The panel appointed by the Union agriculture ministry to suggest reforms in marketing of farm produce will suggest that states governments reduce the security deposit for the contract farming.
It will also ask for changes in the Agricultural Produce Marketing Committee (APMC) law to incorporate private players in providing infrastructure in this regard.
The committee, chaired by Maharashtra’s minister for marketing and cooperation, Harshvardhan Patil, would be soon presenting its first set of recommendations.
It is learnt the committee has suggested all states slash the ‘default security’, an amount equivalent to a certain percentage of the purchase value that is distributed among farmers in case the buyer refuses to purchase the produce as contracted.
According to sources, Haryana is likely to do this, by reducing the requisite security from 15 per cent of the estimated purchase value to five per cent.
The state allowed contract farming in 2008. Since then, only United Breweries has ventured, engaging about 5,500 acres for barley cultivation.”
The corporates refrained due to unsuitable tax structure and high default fee,” said an official in the Haryana Mandi Board.
Uttarakhand, Gujarat and Punjab also allow contract farming.
Sources told Business Standard 18 amendments have been suggested in the APMC Act.

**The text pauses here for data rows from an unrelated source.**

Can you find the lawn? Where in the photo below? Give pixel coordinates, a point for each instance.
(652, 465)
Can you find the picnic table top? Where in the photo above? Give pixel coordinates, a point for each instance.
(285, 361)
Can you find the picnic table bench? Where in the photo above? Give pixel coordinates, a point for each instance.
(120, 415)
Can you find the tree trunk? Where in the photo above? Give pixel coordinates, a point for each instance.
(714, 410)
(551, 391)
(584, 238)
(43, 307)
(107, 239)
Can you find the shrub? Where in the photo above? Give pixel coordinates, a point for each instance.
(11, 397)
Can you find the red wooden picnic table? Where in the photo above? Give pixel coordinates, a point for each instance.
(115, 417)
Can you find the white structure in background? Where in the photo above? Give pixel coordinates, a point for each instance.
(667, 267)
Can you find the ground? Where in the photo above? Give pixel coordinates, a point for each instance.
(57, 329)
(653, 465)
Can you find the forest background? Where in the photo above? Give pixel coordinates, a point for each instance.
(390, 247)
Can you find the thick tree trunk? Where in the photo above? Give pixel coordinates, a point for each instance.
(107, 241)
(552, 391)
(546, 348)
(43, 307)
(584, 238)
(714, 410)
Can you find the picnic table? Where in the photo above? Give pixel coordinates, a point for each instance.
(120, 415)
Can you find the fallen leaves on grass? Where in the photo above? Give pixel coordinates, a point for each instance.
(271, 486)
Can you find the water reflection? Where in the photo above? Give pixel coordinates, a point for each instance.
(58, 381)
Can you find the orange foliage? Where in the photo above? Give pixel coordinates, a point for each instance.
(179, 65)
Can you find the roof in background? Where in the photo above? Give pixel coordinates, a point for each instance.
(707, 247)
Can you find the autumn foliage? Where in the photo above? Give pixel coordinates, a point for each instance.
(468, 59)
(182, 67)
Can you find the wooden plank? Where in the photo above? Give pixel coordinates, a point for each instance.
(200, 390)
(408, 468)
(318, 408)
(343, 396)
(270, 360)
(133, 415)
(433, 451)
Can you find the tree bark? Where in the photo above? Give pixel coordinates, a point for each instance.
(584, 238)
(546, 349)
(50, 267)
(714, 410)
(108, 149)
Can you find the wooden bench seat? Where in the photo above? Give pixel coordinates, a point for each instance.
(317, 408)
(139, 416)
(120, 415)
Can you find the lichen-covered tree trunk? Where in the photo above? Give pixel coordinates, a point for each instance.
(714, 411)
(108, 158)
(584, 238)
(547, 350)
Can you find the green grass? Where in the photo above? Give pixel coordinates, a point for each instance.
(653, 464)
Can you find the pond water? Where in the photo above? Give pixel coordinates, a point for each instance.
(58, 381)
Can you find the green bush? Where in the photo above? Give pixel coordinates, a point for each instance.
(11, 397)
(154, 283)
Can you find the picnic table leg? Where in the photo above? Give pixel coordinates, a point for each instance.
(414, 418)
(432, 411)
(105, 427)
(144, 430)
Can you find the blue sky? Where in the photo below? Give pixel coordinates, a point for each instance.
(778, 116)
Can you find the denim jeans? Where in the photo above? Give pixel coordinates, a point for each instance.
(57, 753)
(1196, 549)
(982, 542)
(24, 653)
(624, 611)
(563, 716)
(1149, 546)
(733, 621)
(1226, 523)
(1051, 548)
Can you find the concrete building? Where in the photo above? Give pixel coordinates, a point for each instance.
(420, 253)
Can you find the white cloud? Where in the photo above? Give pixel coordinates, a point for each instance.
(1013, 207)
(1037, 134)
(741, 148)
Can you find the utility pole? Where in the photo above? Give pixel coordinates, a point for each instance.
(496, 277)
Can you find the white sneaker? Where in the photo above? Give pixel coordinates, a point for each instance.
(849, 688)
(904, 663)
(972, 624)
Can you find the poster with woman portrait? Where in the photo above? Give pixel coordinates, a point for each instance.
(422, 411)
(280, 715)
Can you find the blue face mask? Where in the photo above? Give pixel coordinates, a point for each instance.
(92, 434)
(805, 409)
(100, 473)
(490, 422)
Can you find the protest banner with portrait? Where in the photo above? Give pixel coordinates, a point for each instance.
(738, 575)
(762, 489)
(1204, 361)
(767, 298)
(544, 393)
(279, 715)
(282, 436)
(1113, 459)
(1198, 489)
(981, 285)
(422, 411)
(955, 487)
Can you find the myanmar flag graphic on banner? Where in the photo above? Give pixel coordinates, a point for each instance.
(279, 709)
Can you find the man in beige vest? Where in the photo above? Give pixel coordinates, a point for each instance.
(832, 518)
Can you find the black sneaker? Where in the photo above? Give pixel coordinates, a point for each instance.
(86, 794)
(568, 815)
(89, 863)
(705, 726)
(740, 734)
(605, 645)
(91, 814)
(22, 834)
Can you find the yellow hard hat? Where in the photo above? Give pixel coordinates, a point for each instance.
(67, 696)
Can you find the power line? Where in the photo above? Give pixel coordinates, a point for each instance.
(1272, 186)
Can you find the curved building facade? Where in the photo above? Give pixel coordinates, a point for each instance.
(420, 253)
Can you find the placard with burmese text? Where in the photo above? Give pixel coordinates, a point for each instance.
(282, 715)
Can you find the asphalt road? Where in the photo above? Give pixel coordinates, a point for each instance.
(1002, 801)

So far, 16 states have accepted the Model APMC Act framed by the central government and it was under consideration in seven states.
The committee is also exploring the feasibility of involving private companies for post-harvest infrastructure for perishables, specially cold chains and logistics, on a public-private-partnership model.
The committee wishes farmers to have a choice on where to sell their produce, instead of being forced to do so at a single place.